Schäden im Asphalt und ein neues Rückhaltesystem sorgen für Eingriffe auf der B29 im Remstal. Wo und wie lange Pendler betroffen sind.

Rems-Murr : Frank Rodenhausen (fro)

Wer auf der B29 durchs Remstal Richtung Stuttgart fährt, braucht zurzeit mal wieder Geduld. Zwischen Schorndorf und Lorch gilt auf Höhe der Wieslauftalbrücke vorübergehend Tempo 60. Und bei Remshalden-Geradstetten wird Anfang März eine Spur gesperrt.

 

Grund sind Schäden im Asphalt und neue Schutzplanken, wie das Landratsamt des Rems-Murr-Kreises in zwei Mitteilungen bekannt gibt. Zwei Maßnahmen, ein Ziel: mehr Sicherheit auf einer der wichtigsten Verkehrsachsen der Region.

Straßenschäden bremsen den Verkehr auf der B29

Im Bereich der Wieslauftalbrücke hat der Fahrbahnbelag gelitten. Schadstellen führten laut Mitteilung zu Wassereinbrüchen in den Straßenaufbau und zu Asphaltausbrüchen. Das klingt technisch, heißt aber schlicht: Der Belag bröckelt. Und wo Wasser eindringt, frisst sich der Schaden tiefer.

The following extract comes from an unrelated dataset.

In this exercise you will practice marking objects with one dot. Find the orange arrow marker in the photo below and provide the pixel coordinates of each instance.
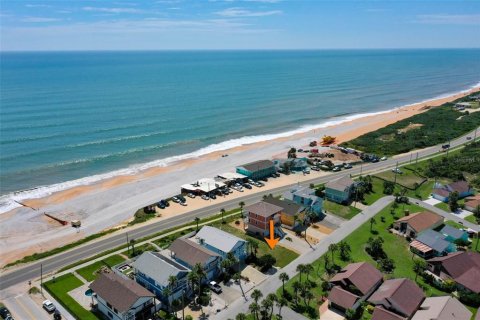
(272, 241)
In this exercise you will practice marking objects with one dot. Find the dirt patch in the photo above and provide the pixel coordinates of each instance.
(411, 126)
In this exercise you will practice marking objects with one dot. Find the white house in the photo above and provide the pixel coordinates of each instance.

Das zuständige Regierungspräsidium Stuttgart hat bereits in der vergangenen Woche mit einer provisorischen Ausbesserung reagiert. Die betroffene Stelle wurde mit Asphalt geflickt. Doch wie groß das Ausmaß der Schäden tatsächlich ist, lässt sich derzeit noch nicht abschließend bewerten, heißt es weiter.

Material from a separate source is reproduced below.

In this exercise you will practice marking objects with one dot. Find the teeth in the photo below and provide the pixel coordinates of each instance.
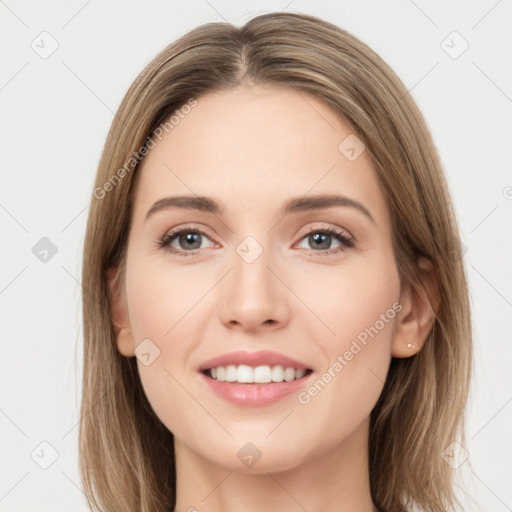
(259, 375)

Tempo 60 auf der B29: Sicherheit geht vor

Bis Klarheit herrscht, wird der Verkehr vorsorglich mit reduzierter Geschwindigkeit über den Abschnitt geführt. Tempo 60 gilt in Fahrtrichtung Stuttgart bis auf Weiteres. Die Maßnahme diene der Sicherheit aller Verkehrsteilnehmenden, so das Landratsamt.

Eine fachgerechte Sanierung ist angekündigt. Nach Abschluss der Instandsetzungsarbeiten soll die Geschwindigkeitsbegrenzung wieder aufgehoben werden. Wann genau das sein wird, bleibt offen. Fest steht: Die B29 bleibt vorerst eine Baustelle auf Zeit.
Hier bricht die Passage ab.